Settings.Getstill returns the row with public fields populated but secret slots blank — the auth bootstrap path can read what it needs without the master key.Settings.Setfails closed: a write that would persist secret values returns an error rather than storing them in plaintext.
Key rotation
POST /api/v1/key/rotate swaps the live key:
curl -X POST -H "Cookie: pika_session=$SESSION" \
-H "Content-Type: application/json" \
-d '{"current_key":"old-passphrase","new_key":"new-passphrase"}' \
https://localhost:8080/api/v1/key/rotateSequence:
- Validate
current_keyby AEAD-decrypting the on-disk verifier. - Read every encrypted-secret blob through the current key into memory.
- Build a new encryptor, re-encrypt the verifier, install the new key as the live encryptor.
- Re-write the secret blobs through the wrapper; they get sealed under the new key on the way out.
After rotation the next server restart will require the new key. Save it before clicking "Rotate".
The legacy POST /api/v1/rotate endpoint and the separate admin_secret settings have been retired — settings.manage is the only auth required to drive any key-lifecycle operation.
Backups
GET /api/v1/backup exports the entire database as a single archive.
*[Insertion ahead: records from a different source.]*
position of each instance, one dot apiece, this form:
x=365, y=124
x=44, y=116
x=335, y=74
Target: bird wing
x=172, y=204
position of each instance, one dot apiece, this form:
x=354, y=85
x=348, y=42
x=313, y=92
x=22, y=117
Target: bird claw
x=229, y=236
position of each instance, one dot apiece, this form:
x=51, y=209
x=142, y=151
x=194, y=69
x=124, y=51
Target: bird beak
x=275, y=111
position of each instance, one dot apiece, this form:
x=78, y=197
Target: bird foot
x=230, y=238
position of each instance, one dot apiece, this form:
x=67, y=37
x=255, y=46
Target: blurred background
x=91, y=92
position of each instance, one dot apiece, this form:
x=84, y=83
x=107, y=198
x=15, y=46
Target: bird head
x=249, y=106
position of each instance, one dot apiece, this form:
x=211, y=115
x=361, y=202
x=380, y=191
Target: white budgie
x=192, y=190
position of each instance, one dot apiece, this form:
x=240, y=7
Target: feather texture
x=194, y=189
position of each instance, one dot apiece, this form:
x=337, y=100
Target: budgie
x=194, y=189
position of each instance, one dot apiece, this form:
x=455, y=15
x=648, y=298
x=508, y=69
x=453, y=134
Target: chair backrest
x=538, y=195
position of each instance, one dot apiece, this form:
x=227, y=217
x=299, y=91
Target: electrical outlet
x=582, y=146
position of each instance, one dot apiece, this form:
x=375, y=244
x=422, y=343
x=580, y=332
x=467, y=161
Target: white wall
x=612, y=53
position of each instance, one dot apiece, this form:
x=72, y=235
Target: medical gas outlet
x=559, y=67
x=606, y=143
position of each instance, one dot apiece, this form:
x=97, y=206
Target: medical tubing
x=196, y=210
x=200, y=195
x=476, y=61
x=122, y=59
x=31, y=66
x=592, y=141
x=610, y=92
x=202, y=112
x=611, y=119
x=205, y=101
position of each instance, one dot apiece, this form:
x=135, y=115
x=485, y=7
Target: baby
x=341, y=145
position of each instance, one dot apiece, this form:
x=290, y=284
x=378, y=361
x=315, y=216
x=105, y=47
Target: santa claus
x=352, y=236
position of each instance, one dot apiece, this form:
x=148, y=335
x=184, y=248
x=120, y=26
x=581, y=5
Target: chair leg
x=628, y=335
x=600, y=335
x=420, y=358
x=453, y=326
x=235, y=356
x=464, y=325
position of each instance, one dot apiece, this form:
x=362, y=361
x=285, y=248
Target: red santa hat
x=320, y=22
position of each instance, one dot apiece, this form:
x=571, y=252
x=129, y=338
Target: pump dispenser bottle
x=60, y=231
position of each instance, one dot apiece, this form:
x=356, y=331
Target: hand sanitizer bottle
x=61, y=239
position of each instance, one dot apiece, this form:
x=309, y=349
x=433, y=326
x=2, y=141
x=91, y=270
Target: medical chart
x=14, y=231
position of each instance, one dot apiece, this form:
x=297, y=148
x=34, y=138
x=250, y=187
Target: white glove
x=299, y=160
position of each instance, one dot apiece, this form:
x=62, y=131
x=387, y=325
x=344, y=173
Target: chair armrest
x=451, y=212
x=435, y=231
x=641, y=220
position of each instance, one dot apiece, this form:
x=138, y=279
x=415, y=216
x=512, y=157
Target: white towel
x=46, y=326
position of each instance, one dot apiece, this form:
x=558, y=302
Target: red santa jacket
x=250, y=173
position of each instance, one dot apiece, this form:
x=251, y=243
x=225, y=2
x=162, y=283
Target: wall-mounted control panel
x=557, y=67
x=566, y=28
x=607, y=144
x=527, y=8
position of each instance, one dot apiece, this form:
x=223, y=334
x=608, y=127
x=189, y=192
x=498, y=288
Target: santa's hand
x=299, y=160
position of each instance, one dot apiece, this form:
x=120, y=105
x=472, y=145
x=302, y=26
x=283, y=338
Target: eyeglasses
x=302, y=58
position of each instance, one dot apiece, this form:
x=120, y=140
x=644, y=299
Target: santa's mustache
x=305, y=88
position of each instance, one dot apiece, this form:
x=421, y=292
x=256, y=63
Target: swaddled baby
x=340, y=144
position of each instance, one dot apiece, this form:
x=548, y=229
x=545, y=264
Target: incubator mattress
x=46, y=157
Backups can themselves be password-protected:
curl -H "Authorization: Bearer $TOKEN" \
-o pika-backup.tar.gz \
"https://localhost:8080/api/v1/backup?encryption_password=correct-horse-battery-staple"The backup envelope is a separate concern from the at-rest encryption: it covers transport / archival, not on-disk storage. Use both for defence in depth.
WARNING
The exported backup contains the on-disk ciphertext as-is. To restore, the target server must be unlocked with the SAME key that was active when the backup was taken. Without it the encrypted columns will fail to decrypt after restore.
Operational checklist
- [ ] On first start, choose a strong server key and store it in a password manager BEFORE clicking Initialize.
- [ ] Document the key's location and recovery owner in your DR plan — pika cannot recover it for you.
- [ ] Plan for the post-restart unlock step in your operational runbook (Kubernetes rolling restarts, OOM auto-restarts, etc., all require manual unlock now).
- [ ] Take a baseline backup with
encryption_passwordset after configuring secrets. - [ ] If the host disk is shared (e.g. a Kubernetes PVC on a multi-tenant cluster), at-rest encryption gives you defence in depth even with disk encryption enabled.
Migration from PIKA_SECRET_ENCRYPTION_KEY
The PIKA_SECRET_ENCRYPTION_KEY env var (and the equivalent secret.encryption_key config field) is no longer honored. If your deployment sets it:
- Restart pika once to log the deprecation warning and force the manual-unlock flow.
- Sign in to the UI as a superadmin.
- Initialize the server key with the SAME value you previously set in the env var. The verifier gets written; existing encrypted data stays decryptable.
- Remove the env var from your deployment manifest.
- (Optional) Rotate to a new key now that you control the lifecycle interactively.
If you started a fresh install on the new model and never set the env var, you'll see the "Set up server encryption key" form on first start.